Introduction

Magnetic resonance imaging (MRI) is a relatively recent medical imaging modality. Although the physical phenomenon of nuclear magnetic resonance (NMR) has been known since the early 1940s, its practical application to the field of medical imaging was only realized in 1973 when Paul C. Lauterbur made the first NMR image by introducing gradients in the magnetic field. In 1974, Peter Mansfield presented the mathematical theory for fast scanning and image reconstruction, needed in clinical practice, and showed how extremely rapid imaging could be obtained by very fast gradient variations. Lauterbur and Mansfield shared the Nobel Prize in Medicine or Physiology in 2003.

A difficulty is that NMR cannot totally be explained using “classical” physics (i.e., the physical theories based on the laws of Newton and Maxwell). In 1905, Einstein demonstrated in his special theory of relativity that Newton's laws are only approximately valid. Later in the twentieth century the theory of quantum mechanics was developed to explain physical phenomena on the atomic and subatomic scale. A concise description of the basis of NMR, the property of spin angular momentum, needs the theory of quantum electrodynamics, which combines the special theory of relativity and quantum mechanics. This theory is beyond the scope of this text. A simplified discussion of NMR based on classical and quantum mechanics suffices to explain the principles of MRI.

External Magnetic Field

In essence, MRI measures a magnetic property of tissue. This section first explains the behavior of a single particle with angular momentum and magnetic moment in an external magnetic field. The problem is studied from the viewpoints of classical and quantum mechanics. Next (Section 4.2.2) the interaction of matter (such as human tissue), which contains a huge amount of particles, with an external magnetic field is discussed.

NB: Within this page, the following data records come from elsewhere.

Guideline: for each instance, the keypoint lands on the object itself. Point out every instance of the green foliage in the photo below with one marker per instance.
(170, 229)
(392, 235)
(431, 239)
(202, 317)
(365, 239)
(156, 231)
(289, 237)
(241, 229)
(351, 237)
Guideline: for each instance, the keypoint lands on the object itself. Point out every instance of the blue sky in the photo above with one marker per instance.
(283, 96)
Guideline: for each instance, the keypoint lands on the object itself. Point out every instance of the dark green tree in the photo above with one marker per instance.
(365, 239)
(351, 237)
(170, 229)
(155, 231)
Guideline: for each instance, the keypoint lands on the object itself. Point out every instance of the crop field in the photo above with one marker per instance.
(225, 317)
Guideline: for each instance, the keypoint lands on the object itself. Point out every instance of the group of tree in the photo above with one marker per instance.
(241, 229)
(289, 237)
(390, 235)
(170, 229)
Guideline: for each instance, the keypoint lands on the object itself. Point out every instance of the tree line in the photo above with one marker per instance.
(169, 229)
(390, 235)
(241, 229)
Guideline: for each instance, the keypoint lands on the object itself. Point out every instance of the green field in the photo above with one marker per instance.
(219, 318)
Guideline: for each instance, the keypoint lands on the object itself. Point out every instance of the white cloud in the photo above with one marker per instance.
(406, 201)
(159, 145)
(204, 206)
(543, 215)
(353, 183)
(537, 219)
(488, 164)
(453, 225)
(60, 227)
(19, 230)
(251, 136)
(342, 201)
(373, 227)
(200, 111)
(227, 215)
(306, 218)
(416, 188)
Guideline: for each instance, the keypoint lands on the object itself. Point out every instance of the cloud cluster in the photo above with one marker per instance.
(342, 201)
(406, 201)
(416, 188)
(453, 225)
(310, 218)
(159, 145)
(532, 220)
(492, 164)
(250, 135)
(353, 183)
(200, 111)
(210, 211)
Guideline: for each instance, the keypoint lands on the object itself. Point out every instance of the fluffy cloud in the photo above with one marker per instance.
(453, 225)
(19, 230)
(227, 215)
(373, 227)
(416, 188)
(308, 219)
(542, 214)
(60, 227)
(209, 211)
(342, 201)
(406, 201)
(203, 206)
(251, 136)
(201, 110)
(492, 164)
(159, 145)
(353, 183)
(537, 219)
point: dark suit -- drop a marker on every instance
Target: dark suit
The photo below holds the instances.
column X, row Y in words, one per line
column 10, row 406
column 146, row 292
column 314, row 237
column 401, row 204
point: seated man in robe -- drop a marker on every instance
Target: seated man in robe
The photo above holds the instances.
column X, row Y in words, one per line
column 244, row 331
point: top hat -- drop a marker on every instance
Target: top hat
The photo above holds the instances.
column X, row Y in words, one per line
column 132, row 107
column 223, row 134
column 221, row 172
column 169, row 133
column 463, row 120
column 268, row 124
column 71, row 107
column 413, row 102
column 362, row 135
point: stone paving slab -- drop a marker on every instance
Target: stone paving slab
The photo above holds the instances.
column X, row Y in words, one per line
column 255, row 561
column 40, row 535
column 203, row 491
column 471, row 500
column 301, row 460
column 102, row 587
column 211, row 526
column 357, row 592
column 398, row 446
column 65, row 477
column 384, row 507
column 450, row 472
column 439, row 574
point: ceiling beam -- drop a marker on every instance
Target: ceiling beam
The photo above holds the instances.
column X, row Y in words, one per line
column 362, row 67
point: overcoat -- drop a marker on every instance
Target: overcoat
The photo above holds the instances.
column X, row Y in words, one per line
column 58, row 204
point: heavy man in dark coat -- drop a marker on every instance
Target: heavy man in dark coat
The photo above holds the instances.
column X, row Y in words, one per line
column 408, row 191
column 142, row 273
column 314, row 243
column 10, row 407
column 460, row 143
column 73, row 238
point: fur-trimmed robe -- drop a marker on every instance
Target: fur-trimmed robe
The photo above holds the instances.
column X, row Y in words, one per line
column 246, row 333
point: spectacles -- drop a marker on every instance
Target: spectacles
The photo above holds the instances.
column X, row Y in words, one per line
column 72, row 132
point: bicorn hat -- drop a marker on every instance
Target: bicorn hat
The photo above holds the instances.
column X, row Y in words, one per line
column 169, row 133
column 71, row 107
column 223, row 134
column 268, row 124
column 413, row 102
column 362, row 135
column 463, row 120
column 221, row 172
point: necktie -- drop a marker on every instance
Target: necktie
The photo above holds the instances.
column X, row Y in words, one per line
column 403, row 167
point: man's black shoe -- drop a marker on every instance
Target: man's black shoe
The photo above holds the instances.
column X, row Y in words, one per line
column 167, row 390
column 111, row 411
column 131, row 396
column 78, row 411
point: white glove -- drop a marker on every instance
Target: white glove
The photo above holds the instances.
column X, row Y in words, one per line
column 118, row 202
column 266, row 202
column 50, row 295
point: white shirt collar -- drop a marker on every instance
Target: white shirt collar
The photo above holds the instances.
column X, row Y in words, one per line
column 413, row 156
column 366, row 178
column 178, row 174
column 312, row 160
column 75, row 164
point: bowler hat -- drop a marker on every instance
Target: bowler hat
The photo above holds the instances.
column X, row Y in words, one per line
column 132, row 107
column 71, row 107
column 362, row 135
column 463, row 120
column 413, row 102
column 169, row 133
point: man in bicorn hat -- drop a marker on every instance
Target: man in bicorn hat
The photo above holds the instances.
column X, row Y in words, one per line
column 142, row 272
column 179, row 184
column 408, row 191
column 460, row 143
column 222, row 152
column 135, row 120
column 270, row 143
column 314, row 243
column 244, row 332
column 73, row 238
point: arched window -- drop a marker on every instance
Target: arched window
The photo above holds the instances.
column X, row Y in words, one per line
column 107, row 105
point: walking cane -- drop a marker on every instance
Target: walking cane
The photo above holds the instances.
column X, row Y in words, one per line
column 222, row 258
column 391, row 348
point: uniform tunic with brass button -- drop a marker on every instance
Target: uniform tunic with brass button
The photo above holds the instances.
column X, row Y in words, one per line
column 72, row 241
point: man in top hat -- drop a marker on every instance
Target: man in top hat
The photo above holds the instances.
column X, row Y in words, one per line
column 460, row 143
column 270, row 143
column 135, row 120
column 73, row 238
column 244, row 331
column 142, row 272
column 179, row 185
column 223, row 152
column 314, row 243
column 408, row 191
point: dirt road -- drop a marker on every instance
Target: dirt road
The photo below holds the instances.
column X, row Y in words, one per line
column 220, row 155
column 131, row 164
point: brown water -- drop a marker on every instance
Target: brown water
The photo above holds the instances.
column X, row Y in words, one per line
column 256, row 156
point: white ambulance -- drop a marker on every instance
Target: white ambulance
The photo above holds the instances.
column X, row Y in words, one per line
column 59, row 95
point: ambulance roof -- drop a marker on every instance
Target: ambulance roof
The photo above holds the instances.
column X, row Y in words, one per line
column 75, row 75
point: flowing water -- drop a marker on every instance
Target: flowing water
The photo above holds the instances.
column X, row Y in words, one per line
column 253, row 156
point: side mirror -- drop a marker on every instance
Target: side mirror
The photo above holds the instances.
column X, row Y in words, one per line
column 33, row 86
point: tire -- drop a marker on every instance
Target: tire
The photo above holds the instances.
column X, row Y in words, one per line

Angular Momenta and Magnetic Moments

A Qualitative Description

In classical mechanics, angular momentum is employed when discussing the rotation of an object about an axis. For example, as shown in Figure 4.1, in celestial mechanics, the description of the motion of the Earth involves two angular momenta: one corresponding to the revolution of the Earth about the Sun, and a second corresponding to its rotation about its own axis (spinning).